We welcome the World Bank’s goals in Latin America, which are as follows:
Support higher and more stable growth and employment
Improve investment climate and competitiveness and generate jobs
Expand and improve infrastructure
Strengthen education and innovation systems
Consolidate macroeconomic stability and deepen financial systems
Support institutions for equity, inclusion, sustainability
Improve governance, participation, and service delivery
Achieve an inclusive but affordable welfare system
Promote effective natural resource use and environmental institutions
The World Bank implements these goals through lending, and also importantly through analytical work prepared to help Governments think through policy options. Our general assessment, backed up by analysis from the Bank’s Independent Evaluation Group is positive.
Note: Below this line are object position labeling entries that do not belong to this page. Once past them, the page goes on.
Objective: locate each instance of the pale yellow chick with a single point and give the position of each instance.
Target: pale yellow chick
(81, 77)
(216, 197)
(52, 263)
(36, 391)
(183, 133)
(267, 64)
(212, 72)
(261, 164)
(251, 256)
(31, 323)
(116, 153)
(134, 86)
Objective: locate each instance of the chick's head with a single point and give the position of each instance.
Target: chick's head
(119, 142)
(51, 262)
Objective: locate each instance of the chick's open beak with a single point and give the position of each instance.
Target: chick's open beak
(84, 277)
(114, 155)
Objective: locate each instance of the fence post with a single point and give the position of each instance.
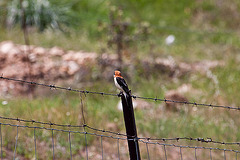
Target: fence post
(131, 129)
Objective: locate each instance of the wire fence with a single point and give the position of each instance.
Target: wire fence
(149, 146)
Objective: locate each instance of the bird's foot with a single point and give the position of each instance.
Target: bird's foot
(120, 94)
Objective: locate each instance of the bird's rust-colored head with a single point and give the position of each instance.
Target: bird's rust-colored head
(117, 74)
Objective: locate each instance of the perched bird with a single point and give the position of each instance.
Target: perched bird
(121, 84)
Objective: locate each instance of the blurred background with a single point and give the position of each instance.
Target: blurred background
(186, 50)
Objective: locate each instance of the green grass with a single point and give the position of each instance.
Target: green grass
(213, 39)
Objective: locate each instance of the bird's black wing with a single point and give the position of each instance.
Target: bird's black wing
(123, 84)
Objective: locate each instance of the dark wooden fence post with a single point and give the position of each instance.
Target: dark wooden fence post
(131, 129)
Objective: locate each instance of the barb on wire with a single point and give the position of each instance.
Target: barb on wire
(117, 95)
(62, 125)
(193, 147)
(113, 137)
(207, 140)
(62, 130)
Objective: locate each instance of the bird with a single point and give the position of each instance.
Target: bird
(121, 84)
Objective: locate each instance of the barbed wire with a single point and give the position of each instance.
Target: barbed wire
(207, 140)
(116, 138)
(62, 130)
(62, 125)
(85, 92)
(194, 147)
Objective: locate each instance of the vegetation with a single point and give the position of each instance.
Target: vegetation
(202, 31)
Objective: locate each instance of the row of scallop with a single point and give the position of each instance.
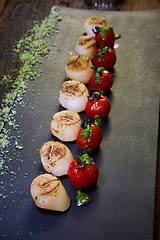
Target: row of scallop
(46, 189)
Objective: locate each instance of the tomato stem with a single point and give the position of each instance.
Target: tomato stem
(82, 199)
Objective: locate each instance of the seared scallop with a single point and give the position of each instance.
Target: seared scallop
(86, 45)
(56, 158)
(65, 125)
(91, 23)
(73, 96)
(79, 68)
(48, 192)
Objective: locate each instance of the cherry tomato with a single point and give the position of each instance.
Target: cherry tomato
(104, 57)
(98, 106)
(83, 177)
(90, 137)
(105, 36)
(101, 80)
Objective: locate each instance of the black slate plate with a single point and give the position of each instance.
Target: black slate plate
(122, 204)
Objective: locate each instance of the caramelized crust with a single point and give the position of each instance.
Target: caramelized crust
(79, 63)
(70, 88)
(53, 152)
(96, 21)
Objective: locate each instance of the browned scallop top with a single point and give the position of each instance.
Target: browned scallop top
(73, 88)
(66, 118)
(87, 42)
(79, 63)
(47, 185)
(53, 152)
(97, 21)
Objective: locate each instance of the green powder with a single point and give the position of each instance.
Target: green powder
(30, 49)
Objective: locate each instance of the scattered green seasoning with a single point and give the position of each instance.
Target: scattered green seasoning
(30, 49)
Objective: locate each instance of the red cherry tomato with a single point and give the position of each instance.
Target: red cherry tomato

They focus on key issues to unblock constraints to growth, including investment climate and tackling inequality—two major challenges for Latin America. We have been pleased that, with DFID help, the Bank has improved its analytical work by engaging with a wider range of actors in country. The Bank faces a particular challenge in Middle Income Countries, who have access to other sources of financing; this has pushed the Bank to be innovative—such as by working with subnational Governments—and to add value, such as by working on the design of social safety net programmes.
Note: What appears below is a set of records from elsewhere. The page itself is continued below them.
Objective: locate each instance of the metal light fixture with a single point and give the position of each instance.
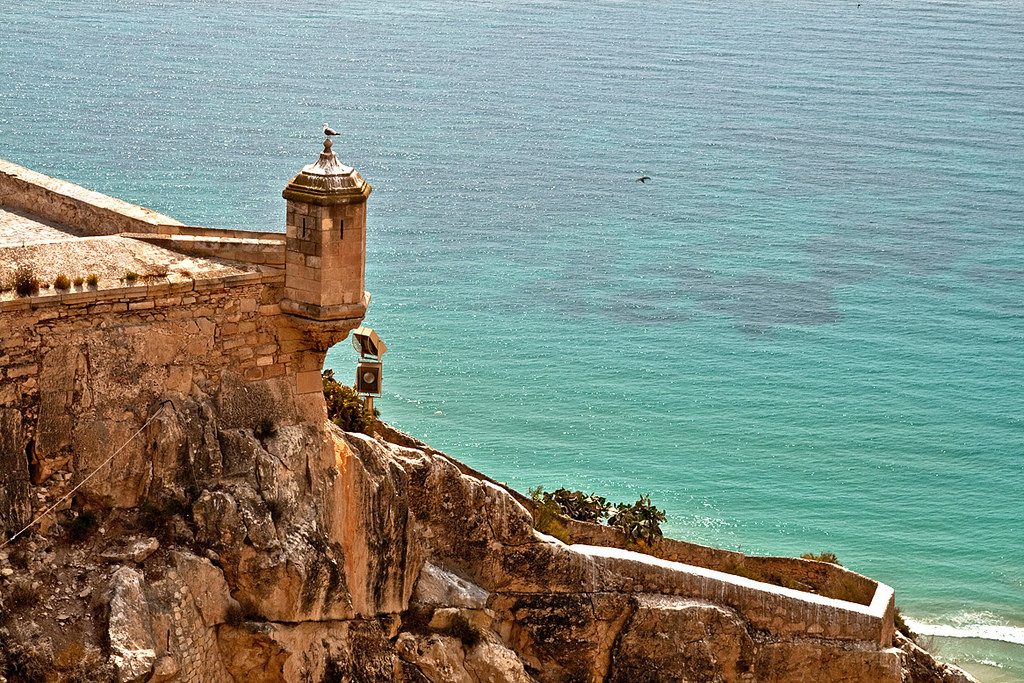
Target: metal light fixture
(370, 370)
(368, 343)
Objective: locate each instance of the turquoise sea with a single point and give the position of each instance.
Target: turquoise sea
(804, 334)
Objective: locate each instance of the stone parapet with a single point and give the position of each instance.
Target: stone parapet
(245, 250)
(62, 202)
(772, 608)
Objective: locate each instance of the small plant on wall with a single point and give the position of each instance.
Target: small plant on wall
(26, 281)
(344, 407)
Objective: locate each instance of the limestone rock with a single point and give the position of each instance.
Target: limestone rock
(491, 662)
(136, 551)
(132, 648)
(165, 670)
(350, 650)
(207, 586)
(439, 587)
(693, 639)
(436, 657)
(921, 667)
(15, 503)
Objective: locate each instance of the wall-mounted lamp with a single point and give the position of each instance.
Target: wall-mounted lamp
(368, 343)
(370, 370)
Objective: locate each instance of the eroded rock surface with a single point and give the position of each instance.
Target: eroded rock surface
(304, 554)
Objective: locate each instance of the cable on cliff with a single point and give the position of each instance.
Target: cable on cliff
(89, 476)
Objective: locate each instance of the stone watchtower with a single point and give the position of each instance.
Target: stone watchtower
(327, 245)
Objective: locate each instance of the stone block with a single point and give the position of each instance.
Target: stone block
(308, 382)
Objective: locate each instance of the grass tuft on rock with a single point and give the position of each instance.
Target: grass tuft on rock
(26, 281)
(344, 407)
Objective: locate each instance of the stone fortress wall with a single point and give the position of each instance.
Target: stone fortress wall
(82, 371)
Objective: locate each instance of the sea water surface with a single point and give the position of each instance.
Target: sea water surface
(805, 333)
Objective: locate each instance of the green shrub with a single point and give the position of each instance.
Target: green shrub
(640, 521)
(157, 518)
(576, 504)
(469, 634)
(344, 407)
(547, 516)
(81, 526)
(821, 557)
(26, 281)
(901, 626)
DFID’s Latin America Regional Assistance Plan (RAP) seeks to help the World Bank enhance its impact in reducing poverty. An independent interim assessment of progress on the RAP is currently taking place, including assessment of how our contributions are helping the World Bank to work in the region.
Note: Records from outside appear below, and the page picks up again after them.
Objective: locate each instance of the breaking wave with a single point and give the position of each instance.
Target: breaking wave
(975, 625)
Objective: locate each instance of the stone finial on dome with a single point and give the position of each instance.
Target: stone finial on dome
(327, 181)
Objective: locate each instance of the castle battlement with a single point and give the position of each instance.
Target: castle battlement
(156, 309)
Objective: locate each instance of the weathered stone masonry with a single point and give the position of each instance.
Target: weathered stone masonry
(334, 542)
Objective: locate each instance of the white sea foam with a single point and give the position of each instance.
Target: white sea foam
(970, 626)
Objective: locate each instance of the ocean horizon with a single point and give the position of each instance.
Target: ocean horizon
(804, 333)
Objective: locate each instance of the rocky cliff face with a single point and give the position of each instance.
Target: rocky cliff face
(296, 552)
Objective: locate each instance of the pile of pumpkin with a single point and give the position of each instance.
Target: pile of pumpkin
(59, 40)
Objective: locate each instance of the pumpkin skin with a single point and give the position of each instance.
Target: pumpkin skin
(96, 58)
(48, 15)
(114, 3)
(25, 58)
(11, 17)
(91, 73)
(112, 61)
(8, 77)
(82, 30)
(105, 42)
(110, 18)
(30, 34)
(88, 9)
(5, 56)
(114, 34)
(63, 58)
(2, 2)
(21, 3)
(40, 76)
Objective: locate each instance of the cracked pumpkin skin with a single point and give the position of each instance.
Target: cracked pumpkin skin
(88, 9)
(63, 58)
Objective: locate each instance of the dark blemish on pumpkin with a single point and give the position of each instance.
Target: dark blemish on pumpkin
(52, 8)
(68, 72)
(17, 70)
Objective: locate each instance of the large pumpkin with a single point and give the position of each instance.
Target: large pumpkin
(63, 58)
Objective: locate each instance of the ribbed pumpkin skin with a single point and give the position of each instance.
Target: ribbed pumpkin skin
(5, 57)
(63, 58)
Latin America is facing the twin challenges of rapid globalisation and entrenched inequality. Poor people in the poorer and middle income countries are not always benefiting from globalisation. And the countries’ needs are changing, as many can access other sources of finance for development, including private capital. The new President of the Inter-American Development Bank (IDB), Alberto Moreno, is leading efforts to transform the Bank so that it can better assist countries to meet these challenges and achieve the Millennium Development Goals.
One of the main changes underway is that new programmes are being designed to target the majority of the people of the region who are poor. One umbrella programme called “Opportunities for the Majority” represents a new way of assisting the people who lose out in the changes driven by the need to compete globally. The IDB’s new initiative includes projects to help people secure and exercise their rights, for example helping poor people to establish their citizenship and get the documents they need to work in the formal economy. Other areas being looked at include housing, water and electricity for poor people. The objective is to support practical programmes which will make a difference to peoples’ lives such as creating jobs and. opportunities for poor people to start their own businesses.